Desde a Lei 14.599/2023, toda transportadora registrada no RNTRC precisa contratar três seguros para operar legalmente: RCTR-C, RC-DC e RC-V. Os dois primeiros a maioria conhece. O RC-V ainda pega muita gente de surpresa e apólices antigas simplesmente não o contemplam.

O Seguro de Responsabilidade Civil de Veículo cobre danos corporais, materiais e morais causados a terceiros pelo veículo durante o transporte. Não é a carga que está em jogo aqui. É o caminhão. Se o veículo se envolver num acidente e causar danos a outros veículos, pessoas ou propriedades, é o RC-V que entra. Sem ele, a transportadora arca com essa conta diretamente.

A SUSEP editou a Resolução 51/2025, em maio de 2025, definindo o RC-V como Ramo 59 do Grupo 06 de Transportes, com o objetivo de facilitar a oferta e contratação de apólices desse ramo pelas seguradoras no mercado. Antes dessa resolução, o produto existia em tese mas não tinha ramo próprio: o que dificultava a comercialização e deixava o mercado numa zona cinzenta. Com a regulamentação, as seguradoras passaram a estruturar o produto de forma clara.

A obrigatoriedade vale independentemente do modelo operacional: frota própria, veículos agregados ou TAC subcontratado. Para quem contrata autônomos, a responsabilidade pelo RC-V é do contratante. Isso significa que uma transportadora que usa motoristas terceirizados e não tem o RC-V contratado está exposta em dois fronts: o regulatório e o financeiro.

A Porto Seguro já oferece o RC-V como cobertura adicional dentro da apólice de RCTR-C, sem necessidade de um contrato separado. O limite de indenização pode chegar a R$ 470.000, com sublimites específicos para danos corporais, materiais e morais, e o custo mensal da cobertura é fixo, independente do volume de embarques. Para quem já tem RCTR-C com a Porto, a inclusão do RC-V é simples, desde que a apólice tenha sido emitida ou renovada com essa cobertura ativa.

O ponto de atenção é esse: apólices antigas, emitidas antes da regulamentação do Ramo 59, muito provavelmente não contemplam o RC-V. Não porque a seguradora se recusou a oferecer, mas porque o produto simplesmente não existia na forma atual quando o contrato foi assinado. Renovação automática não resolve. É preciso revisar.
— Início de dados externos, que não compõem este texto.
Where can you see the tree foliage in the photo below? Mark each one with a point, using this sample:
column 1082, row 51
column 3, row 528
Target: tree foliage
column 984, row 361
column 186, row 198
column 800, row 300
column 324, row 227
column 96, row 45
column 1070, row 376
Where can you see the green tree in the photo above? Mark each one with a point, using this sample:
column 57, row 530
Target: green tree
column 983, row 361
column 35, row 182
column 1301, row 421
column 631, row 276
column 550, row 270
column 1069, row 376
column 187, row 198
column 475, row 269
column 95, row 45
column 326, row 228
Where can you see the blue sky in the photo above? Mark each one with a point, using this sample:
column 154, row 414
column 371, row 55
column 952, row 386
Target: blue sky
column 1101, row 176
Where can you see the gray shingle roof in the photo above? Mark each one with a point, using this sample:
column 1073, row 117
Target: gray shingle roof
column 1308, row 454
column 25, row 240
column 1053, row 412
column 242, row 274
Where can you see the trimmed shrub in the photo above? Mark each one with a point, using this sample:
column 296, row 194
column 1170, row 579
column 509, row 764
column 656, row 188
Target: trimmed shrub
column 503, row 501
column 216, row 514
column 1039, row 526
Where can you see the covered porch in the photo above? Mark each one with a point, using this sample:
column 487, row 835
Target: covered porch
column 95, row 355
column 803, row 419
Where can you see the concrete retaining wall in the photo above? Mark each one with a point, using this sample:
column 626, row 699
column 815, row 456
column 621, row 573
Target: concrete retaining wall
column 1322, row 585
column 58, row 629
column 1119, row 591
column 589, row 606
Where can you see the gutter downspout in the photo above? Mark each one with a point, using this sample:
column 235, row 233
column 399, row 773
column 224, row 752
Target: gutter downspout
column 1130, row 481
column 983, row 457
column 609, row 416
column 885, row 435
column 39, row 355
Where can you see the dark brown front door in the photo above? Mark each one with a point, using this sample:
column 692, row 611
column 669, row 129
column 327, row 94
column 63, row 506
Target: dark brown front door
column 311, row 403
Desde março de 2026, a ANTT implementou o Sistema de Comprovação Digital de Seguros, que verifica automaticamente a vigência dos três seguros obrigatórios a cada emissão de CT-e ou MDF-e. Se o RC-V estiver ausente ou com apólice vencida, o status do RNTRC é atualizado automaticamente para irregular. A fiscalização não espera mais a transportadora ser parada numa balança. Ela acontece em tempo real, a cada operação.

Verificar se os três seguros estão ativos e devidamente registrados deixou de ser burocracia opcional. Virou condição de operação.